Qu’il soit dit que ce juif ne se sentira pas en repos tant que ne sera pas pleinement reconnu le génocide des Arméniens : je dis bien « pleinement » – c’est-à-dire tant que sa négation ne sera pas pénalisée, comme la négation de la Shoah, ou celle du génocide des Tutsis au Rwanda, par une loi en bonne et due forme.
Et que cela soit une leçon pour tous les imbéciles que je vois tomber dans le piège qu’avait si bien vu Marc Bloch quand, à la veille de son supplice, il disait : « C’est un pauvre cœur que celui auquel il est interdit d’enfermer plus d’une tendresse. »

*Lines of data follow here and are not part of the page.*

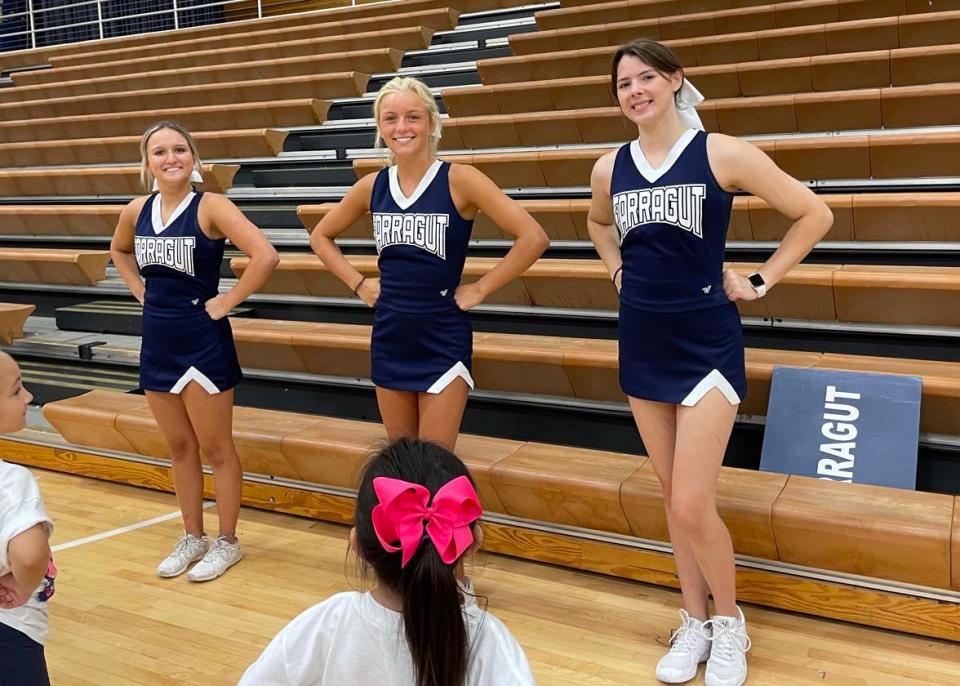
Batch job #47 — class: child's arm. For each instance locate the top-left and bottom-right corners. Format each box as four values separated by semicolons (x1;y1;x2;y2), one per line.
0;524;50;609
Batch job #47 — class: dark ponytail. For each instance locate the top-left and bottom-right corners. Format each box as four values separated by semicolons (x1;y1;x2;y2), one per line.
354;439;473;686
397;542;468;686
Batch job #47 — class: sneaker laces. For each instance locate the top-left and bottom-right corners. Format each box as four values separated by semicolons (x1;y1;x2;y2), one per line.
170;534;196;557
669;610;710;655
203;538;230;563
703;619;753;662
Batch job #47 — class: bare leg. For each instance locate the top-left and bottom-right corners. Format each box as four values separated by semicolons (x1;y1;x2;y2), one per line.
146;391;203;537
671;389;737;617
182;381;243;541
377;386;420;441
419;378;470;452
630;398;710;622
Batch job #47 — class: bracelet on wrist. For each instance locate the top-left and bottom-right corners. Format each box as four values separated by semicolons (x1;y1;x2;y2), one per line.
353;274;367;295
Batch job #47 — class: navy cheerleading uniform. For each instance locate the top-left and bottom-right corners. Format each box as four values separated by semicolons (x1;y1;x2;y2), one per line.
610;129;747;406
370;160;473;393
134;192;242;393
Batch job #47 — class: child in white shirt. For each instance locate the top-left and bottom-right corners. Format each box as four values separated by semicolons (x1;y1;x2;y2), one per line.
240;439;534;686
0;352;56;686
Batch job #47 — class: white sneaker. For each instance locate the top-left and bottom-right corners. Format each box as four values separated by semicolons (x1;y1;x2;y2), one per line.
157;534;210;579
657;610;710;684
187;536;243;581
704;607;750;686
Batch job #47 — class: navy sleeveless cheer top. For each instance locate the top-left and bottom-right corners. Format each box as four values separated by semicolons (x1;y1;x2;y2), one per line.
370;160;473;312
134;192;225;310
610;129;733;312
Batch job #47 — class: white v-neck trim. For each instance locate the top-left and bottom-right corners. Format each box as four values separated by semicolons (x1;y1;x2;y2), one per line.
630;129;697;183
150;191;197;235
387;160;443;210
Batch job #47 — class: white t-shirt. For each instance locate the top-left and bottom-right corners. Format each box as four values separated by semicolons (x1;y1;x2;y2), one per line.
238;592;534;686
0;460;53;645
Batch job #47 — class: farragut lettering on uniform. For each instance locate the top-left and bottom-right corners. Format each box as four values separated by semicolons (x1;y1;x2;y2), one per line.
134;236;197;276
613;183;707;242
373;212;450;260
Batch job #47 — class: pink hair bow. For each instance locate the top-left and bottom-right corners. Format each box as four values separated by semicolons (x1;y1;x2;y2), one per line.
372;476;483;567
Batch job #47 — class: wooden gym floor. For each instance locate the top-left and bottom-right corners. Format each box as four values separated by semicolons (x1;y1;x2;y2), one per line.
24;470;960;686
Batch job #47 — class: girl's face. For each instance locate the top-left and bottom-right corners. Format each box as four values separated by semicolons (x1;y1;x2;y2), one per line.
377;91;431;159
616;55;683;126
0;354;33;434
147;129;196;186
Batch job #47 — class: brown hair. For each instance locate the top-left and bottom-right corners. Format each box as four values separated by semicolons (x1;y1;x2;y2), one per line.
610;38;686;102
140;121;201;193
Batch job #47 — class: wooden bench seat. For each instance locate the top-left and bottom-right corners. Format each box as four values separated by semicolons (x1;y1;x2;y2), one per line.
509;0;948;57
44;391;960;590
772;476;956;588
231;318;960;436
0;72;370;121
0;303;37;345
353;133;960;188
16;26;433;86
620;460;790;560
0;205;123;236
0;48;403;103
440;84;960;150
0;129;288;167
534;0;768;31
0;248;110;286
0;98;330;144
0;0;510;69
458;45;960;111
47;7;460;67
477;12;960;85
833;265;960;326
0;164;240;197
302;192;960;242
535;0;940;31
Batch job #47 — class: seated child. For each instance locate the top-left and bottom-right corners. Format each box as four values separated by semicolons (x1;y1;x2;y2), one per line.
240;439;534;686
0;352;56;686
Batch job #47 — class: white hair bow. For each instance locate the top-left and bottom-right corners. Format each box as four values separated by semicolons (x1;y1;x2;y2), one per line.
677;78;704;131
153;170;203;191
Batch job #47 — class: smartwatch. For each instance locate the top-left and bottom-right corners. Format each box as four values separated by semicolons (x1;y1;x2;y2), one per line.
747;272;767;298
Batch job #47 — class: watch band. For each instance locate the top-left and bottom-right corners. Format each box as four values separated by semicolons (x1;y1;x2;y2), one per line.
747;272;767;298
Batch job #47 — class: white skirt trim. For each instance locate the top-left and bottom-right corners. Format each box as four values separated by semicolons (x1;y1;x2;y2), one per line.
680;369;740;407
170;367;220;395
427;362;473;395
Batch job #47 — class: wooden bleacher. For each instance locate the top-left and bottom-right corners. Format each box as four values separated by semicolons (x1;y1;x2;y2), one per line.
44;391;960;590
0;48;403;103
0;205;123;236
0;304;36;345
0;248;110;286
47;7;460;67
0;164;239;197
13;26;433;86
353;133;960;188
0;72;370;121
477;11;960;83
221;318;960;436
297;192;960;241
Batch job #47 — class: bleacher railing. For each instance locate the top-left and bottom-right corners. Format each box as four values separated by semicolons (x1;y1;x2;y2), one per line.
0;0;360;53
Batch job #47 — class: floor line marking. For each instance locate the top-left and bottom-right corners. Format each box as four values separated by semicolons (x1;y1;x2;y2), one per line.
51;500;216;553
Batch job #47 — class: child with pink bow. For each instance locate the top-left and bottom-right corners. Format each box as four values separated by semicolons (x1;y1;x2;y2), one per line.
239;439;534;686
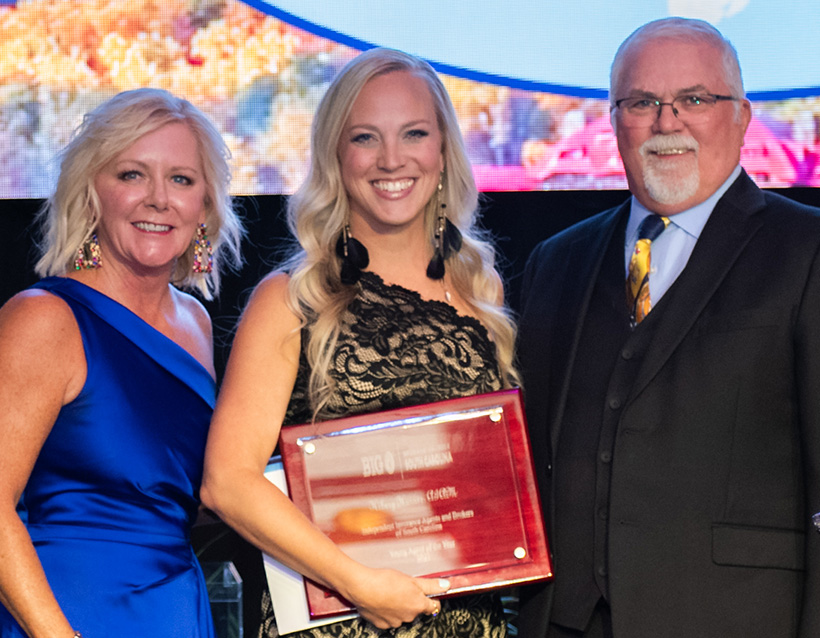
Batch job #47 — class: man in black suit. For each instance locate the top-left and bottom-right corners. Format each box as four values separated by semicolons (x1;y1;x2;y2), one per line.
519;18;820;638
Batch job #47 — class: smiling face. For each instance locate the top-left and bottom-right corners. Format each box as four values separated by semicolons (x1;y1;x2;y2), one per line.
94;123;207;276
612;37;751;215
338;71;444;235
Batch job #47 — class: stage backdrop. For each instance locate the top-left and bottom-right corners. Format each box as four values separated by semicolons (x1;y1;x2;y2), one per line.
0;0;820;198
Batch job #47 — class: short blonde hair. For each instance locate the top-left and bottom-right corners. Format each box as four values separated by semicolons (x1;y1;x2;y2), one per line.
35;88;243;299
284;48;518;415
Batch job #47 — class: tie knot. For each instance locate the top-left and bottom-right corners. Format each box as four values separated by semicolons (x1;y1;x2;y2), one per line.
638;213;669;241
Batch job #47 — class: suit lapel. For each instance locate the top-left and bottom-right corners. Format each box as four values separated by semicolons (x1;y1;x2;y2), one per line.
632;172;765;397
550;204;632;450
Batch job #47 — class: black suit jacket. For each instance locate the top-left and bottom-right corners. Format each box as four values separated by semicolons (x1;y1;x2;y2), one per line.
519;173;820;638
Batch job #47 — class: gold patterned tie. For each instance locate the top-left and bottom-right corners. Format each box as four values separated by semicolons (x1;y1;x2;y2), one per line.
626;214;669;326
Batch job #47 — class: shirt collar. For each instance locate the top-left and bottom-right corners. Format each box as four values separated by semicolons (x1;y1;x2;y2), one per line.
626;164;741;246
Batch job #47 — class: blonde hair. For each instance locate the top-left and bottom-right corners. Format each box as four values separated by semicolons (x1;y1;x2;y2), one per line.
35;88;243;299
284;49;518;415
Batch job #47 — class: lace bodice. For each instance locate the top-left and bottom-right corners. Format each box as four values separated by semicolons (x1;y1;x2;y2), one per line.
286;272;502;425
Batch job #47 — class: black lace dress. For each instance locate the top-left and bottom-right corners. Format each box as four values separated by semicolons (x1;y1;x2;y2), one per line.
260;272;507;638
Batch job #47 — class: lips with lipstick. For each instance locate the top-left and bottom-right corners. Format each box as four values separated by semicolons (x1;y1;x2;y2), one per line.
372;178;416;195
134;222;171;233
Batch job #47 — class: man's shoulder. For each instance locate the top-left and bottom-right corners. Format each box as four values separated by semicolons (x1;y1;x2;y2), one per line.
530;203;628;261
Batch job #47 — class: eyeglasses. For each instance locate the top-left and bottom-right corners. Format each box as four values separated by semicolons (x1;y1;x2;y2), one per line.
615;93;738;128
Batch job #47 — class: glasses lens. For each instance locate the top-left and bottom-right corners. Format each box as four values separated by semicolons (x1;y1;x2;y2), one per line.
618;95;716;128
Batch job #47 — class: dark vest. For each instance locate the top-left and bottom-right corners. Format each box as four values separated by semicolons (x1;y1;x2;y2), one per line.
550;223;658;630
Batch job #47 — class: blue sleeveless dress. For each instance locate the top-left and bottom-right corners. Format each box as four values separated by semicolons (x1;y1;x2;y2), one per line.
0;277;215;638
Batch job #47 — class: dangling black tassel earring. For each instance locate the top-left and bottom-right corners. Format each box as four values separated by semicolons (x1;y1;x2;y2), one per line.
336;225;370;286
427;182;463;279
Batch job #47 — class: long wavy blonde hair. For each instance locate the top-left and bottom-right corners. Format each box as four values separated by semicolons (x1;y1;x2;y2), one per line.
283;49;518;415
35;88;243;299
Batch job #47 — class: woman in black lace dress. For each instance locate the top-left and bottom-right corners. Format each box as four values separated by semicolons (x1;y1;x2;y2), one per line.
202;49;517;638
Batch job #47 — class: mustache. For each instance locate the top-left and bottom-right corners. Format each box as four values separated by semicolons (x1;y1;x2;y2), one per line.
640;133;700;157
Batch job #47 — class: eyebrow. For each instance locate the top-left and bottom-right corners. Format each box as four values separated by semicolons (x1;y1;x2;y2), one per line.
629;84;709;98
114;157;202;175
346;119;436;131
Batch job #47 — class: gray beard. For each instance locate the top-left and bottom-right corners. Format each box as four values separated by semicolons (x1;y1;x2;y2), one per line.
641;134;700;206
643;162;700;206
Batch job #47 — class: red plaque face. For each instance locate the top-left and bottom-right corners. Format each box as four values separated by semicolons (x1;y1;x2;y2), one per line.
280;390;552;618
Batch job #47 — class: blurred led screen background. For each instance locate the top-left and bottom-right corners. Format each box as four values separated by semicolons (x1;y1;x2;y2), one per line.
0;0;820;198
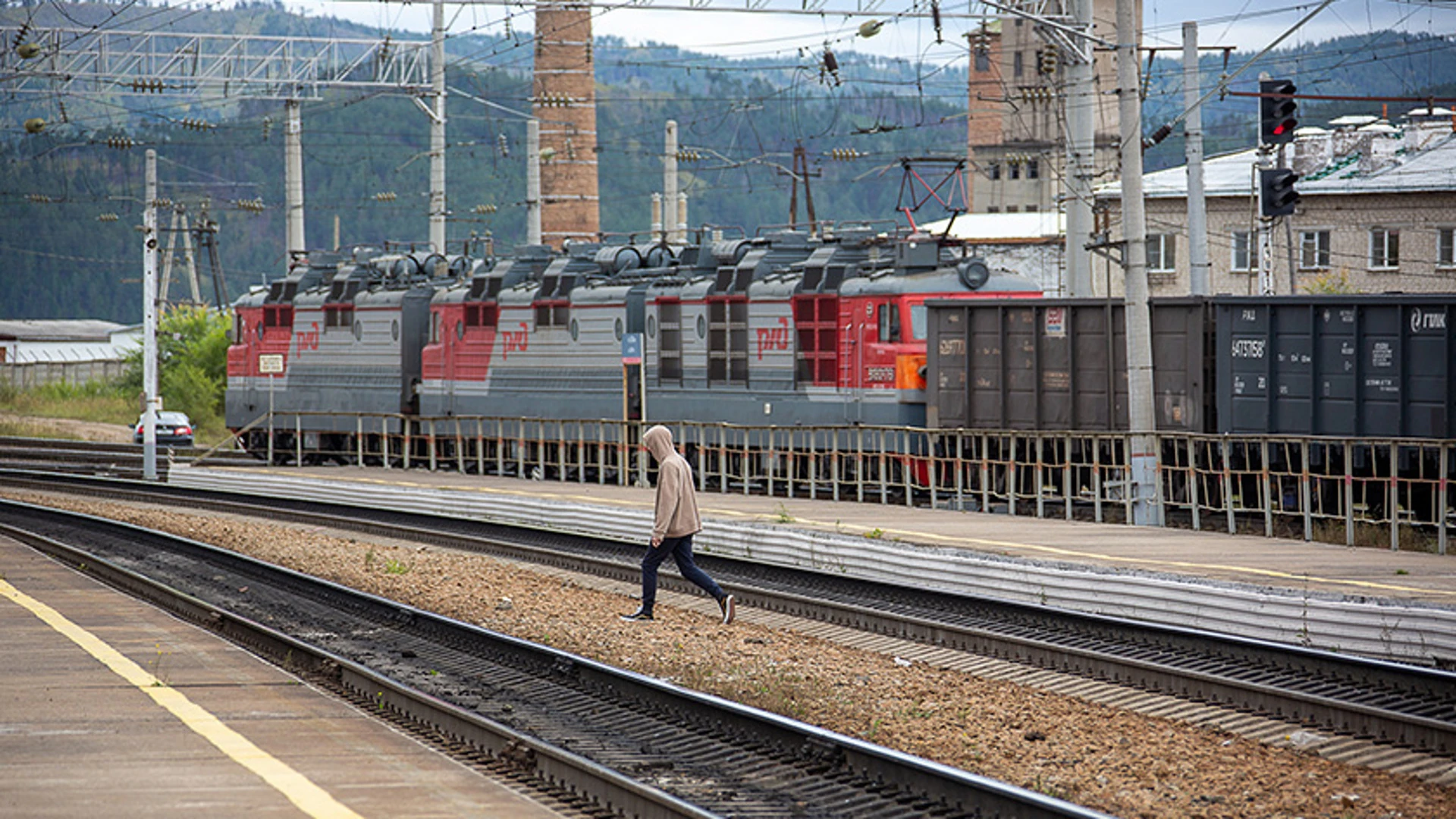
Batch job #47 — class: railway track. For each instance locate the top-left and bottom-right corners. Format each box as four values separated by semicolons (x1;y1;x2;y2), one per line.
9;466;1456;758
0;501;1105;819
0;436;258;481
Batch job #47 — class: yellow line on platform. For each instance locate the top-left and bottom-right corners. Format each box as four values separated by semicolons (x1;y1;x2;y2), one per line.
0;580;359;819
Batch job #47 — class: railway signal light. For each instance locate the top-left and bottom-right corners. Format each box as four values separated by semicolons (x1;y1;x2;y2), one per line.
1260;168;1299;215
1260;80;1299;146
1037;46;1057;74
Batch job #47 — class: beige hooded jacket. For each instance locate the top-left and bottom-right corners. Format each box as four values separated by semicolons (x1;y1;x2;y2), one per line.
642;424;703;539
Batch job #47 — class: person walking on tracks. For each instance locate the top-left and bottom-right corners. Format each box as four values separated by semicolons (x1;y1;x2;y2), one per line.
622;424;737;625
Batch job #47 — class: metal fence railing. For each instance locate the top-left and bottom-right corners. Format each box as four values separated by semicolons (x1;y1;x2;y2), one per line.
211;413;1456;554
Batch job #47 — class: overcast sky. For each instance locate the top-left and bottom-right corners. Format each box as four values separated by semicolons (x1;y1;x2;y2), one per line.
284;0;1456;61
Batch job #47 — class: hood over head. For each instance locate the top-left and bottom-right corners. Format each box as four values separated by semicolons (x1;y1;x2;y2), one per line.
642;424;673;463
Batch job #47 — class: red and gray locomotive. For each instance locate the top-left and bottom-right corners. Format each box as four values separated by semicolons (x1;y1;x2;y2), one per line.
226;226;1041;460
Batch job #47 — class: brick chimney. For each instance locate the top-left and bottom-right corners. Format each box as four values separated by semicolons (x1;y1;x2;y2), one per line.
965;20;1006;212
532;3;601;248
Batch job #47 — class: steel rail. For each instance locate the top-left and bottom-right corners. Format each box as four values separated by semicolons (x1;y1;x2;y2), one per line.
16;476;1456;756
0;501;1106;819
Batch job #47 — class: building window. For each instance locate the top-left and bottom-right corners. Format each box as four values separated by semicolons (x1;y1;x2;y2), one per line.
1370;228;1401;270
1228;231;1254;272
1147;233;1178;272
1299;231;1329;270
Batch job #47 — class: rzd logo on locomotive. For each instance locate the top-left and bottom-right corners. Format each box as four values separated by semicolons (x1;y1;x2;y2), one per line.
758;316;789;362
500;322;530;359
1410;307;1446;332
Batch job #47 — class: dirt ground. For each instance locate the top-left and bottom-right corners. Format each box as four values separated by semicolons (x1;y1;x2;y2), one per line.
0;413;133;443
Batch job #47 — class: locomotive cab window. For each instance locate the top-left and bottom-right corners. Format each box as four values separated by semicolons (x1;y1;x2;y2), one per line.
910;302;929;341
880;303;900;343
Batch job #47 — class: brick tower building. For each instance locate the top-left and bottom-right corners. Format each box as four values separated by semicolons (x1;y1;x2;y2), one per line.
967;0;1141;213
532;3;601;248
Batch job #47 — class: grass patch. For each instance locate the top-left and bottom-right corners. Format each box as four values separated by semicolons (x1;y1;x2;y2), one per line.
0;381;140;424
0;421;82;440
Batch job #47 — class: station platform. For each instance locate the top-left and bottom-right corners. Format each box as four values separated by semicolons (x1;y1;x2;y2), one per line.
0;538;557;819
169;465;1456;666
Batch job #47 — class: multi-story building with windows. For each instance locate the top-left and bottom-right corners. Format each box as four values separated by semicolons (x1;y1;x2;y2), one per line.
1094;108;1456;296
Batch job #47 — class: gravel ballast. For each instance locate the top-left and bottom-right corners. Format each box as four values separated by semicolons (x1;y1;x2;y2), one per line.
6;493;1456;819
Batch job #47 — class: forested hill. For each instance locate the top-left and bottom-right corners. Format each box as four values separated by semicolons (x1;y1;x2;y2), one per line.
0;3;1456;322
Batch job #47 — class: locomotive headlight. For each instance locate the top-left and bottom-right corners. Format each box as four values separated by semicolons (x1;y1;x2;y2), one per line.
896;353;926;389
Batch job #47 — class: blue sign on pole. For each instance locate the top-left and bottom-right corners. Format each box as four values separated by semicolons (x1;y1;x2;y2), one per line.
622;332;642;364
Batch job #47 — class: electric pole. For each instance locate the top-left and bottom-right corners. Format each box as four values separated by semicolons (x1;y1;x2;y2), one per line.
1117;0;1162;526
141;149;162;481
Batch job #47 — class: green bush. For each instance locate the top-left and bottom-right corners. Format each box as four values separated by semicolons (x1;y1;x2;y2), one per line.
122;307;230;427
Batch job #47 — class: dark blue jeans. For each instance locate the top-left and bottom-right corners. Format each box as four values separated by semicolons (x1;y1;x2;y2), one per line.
642;535;723;612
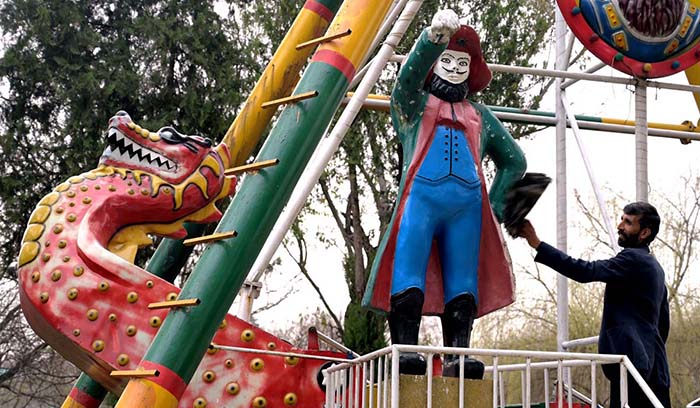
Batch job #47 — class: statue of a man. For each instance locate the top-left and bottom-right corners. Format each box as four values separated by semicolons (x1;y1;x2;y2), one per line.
364;10;526;378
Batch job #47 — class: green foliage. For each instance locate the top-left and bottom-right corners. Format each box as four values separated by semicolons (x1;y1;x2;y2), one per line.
343;302;387;354
0;0;256;276
0;0;260;400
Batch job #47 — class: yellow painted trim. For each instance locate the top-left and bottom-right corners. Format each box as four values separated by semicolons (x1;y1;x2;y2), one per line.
601;118;700;133
223;8;328;166
61;395;85;408
319;0;392;69
685;64;700;112
115;379;178;408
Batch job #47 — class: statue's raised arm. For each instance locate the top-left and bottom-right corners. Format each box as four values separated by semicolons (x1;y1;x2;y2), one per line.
364;10;526;378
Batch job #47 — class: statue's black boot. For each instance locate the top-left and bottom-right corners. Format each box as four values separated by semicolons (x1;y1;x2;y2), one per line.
389;288;426;375
442;293;484;380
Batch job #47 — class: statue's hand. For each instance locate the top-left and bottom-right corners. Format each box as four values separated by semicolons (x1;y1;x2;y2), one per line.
428;9;459;44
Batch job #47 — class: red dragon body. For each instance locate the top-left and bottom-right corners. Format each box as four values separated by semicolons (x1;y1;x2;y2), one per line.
19;112;339;407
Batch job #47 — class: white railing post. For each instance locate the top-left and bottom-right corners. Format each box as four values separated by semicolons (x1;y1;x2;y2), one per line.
524;357;532;408
491;357;498;408
459;354;464;408
391;346;399;408
620;362;629;408
557;360;564;408
425;354;433;408
591;361;598;408
544;368;549;408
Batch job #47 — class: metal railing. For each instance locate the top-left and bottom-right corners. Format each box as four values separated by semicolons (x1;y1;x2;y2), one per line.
324;345;663;408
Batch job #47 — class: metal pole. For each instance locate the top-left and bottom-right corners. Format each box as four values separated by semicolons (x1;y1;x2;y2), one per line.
560;92;620;253
555;3;569;354
391;346;399;408
251;0;423;281
634;81;649;201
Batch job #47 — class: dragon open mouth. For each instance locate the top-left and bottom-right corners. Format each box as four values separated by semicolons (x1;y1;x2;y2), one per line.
100;127;177;172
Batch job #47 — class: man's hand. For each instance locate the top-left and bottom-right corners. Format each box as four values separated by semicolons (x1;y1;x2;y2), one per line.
428;9;459;44
518;220;542;249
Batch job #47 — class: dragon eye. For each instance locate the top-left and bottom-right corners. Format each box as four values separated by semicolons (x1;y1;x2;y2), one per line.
158;127;184;143
189;136;212;147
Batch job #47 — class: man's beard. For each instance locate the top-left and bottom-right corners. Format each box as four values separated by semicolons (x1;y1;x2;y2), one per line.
617;231;644;248
428;75;469;103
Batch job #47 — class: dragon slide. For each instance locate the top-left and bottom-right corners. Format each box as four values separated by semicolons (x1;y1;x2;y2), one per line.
19;112;342;407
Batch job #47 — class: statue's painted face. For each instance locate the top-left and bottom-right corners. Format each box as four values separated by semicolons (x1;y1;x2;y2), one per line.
435;50;472;84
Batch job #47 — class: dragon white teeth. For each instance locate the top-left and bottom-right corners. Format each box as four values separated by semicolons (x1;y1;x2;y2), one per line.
107;129;177;171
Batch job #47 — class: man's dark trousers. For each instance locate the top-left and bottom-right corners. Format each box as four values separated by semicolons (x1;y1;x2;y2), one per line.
535;242;671;408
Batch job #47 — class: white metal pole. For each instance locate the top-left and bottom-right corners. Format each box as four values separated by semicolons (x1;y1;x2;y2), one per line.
634;81;649;201
560;92;620;253
251;0;423;281
554;3;569;356
391;346;399;408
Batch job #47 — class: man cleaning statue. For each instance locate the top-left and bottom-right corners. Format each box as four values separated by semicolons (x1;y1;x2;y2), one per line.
363;10;526;378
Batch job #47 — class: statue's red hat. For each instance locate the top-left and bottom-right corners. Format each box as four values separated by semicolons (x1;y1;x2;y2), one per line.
428;25;492;95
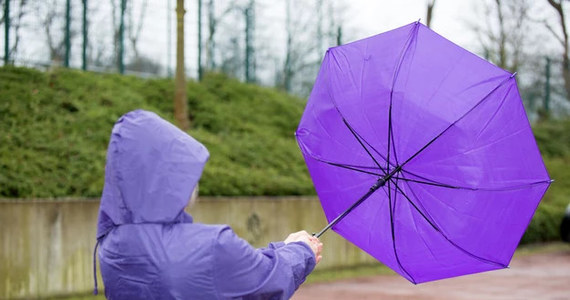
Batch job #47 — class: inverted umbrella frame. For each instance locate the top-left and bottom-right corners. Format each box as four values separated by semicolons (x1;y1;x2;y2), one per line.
302;21;553;283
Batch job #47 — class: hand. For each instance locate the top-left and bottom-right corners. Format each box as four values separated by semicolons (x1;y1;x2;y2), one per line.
283;230;323;264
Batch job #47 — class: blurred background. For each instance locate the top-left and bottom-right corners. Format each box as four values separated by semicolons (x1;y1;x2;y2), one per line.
0;0;570;299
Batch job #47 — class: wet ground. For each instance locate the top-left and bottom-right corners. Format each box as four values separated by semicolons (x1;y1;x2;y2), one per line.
292;246;570;300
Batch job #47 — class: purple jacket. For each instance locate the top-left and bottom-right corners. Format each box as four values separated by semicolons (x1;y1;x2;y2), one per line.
97;110;315;299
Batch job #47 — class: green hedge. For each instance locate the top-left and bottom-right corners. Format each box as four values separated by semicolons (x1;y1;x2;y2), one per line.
0;67;314;198
0;67;570;243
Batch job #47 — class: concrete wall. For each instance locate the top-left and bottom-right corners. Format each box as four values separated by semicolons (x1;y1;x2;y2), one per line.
0;197;375;299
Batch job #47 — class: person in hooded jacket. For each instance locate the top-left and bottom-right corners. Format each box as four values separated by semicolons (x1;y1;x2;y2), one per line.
94;110;322;299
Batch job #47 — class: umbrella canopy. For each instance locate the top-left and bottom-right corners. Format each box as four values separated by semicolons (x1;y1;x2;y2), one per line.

Et puis je veux vous dire une troisième chose, peut-être la plus importante.
J’ai beaucoup réfléchi à cette affaire de négationnisme et au mur sur lequel vous vous heurtez depuis, maintenant, un trop grand nombre d’années.
Ce mur, ce n’est pas tellement celui des cœurs.
Ce mur, ce n’est pas tellement celui de la volonté mauvaise des uns ou des autres.
Et je suis d’ailleurs frappé de voir comment les personnages politiques de premier plan en France sont, au fond d’eux-mêmes, gagnés à votre cause – c’était le cas du président Sarkozy qui a tellement voulu, vous vous en souvenez, la loi de pénalisation ; et on en a eu, cette semaine encore, une nouvelle preuve avec l’attitude du président Hollande rendant visite à Rakel Dink, veuve de Hrant Dink, ce journaliste assassiné en 2007 parce qu’il exhortait ses compatriotes à faire leur travail de mémoire.
Non.
Il y a un mur, un seul, et c’est la Turquie.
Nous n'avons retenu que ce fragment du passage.